中島さんの仕事は、自社製品を使った老人ホーム向けの献立作成。特別養護老人ホーム、老健、有料老人ホーム—— 施設ごとに特徴は異なります。

中島さん
それぞれ条件や考え方は違いますが、社内でなるべく統一した献立が作れるよう、担当者と連携しています。

現場の負担を減らしながら、安定した品質を保つ。そのためには、個人プレーではなく“チーム”での調整が欠かせません。給食の現場を取り巻く環境は、年々厳しさを増しています。

中島さん
食材の価格も、人件費も、毎年すごいスピードで上がっています。でも、それ言い訳にして提供する食事に妥協があってはいけないと思っています。

給食のコストは確実に上がっている。一方で、食事に対する認識や期待との間に、ギャップが生まれている。その狭間で、現場は静かに踏ん張っています。

オイシサノトビラ
この仕事を続ける原動力は何でしょうか?

中島さん
やりがいというより、勝手な使命感かもしれません。自社の献立や商品が、施設の負担を減らすこと。そして、その先にいる利用者の生活が、少しでも良くなること。一から手作りしていた現場も経験しているので、その大変さが本当によくわかるんです。だからこそ、給食が“回り続ける”仕組みを守りたい。それが結果的に、多くの人の健やかな生活を支えることにつながると信じています。

選ぶことの難しさ

手作りがいい。冷凍食品で時短。糖質オフ、タンパク質強化、減塩、無添加、無農薬——。中島さんが感じる、今の食の大きな課題。それは「選ぶことの難しさ」でした。

中島さん
何を重視するかで、食の満足度は全然変わりますよね。正解がひとつではないからこそ、迷いは尽きない。「生きることに直結する『食』だから、課題はなくならない」そう感じる日々です。

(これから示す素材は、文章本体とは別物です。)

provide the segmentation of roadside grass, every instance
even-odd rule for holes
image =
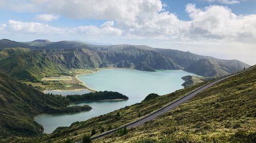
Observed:
[[[255,142],[256,68],[226,79],[174,110],[144,125],[115,132],[93,142]],[[70,127],[22,142],[80,141],[84,134],[96,135],[130,123],[191,92],[199,83],[113,112],[75,122]],[[117,116],[118,115],[118,116]],[[151,140],[145,142],[145,140]],[[144,142],[143,142],[144,141]]]

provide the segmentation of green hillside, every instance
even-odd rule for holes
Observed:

仕事を離れれば、中島さんも一人の生活者であり、母親です。まだ幼い子どもを育てながら、仕事と食事に向き合う毎日には悩みも多いと聞きます。

中島さん
完璧は目指さず、手作りと既製品、そのバランスを自分の中でとるようにしています。二人の子どものうち、上の子は偏食気味。離乳食の頃から、食事には随分と悩んできました。

仕事、家庭、双方の食事に向き合う中で辿り着いた答え、それは、

中島さん
何を食べるかも大事だけど、美味しく、楽しく、笑顔で食べられることが一番だと思っています。

食事とは、人と人をつなぐもの

オイシサノトビラ
中島さんにとって食事とは?

中島さん
「人と人との繋がり」

同じ食卓を囲むこと。同じ献立を食べること。それは、言葉以上に多くのものを共有する時間なのかもしれません。今日もまた、誰かが何気なく口にする一食のために。中島さんは、静かに、確実に、給食という日常を支え続けています。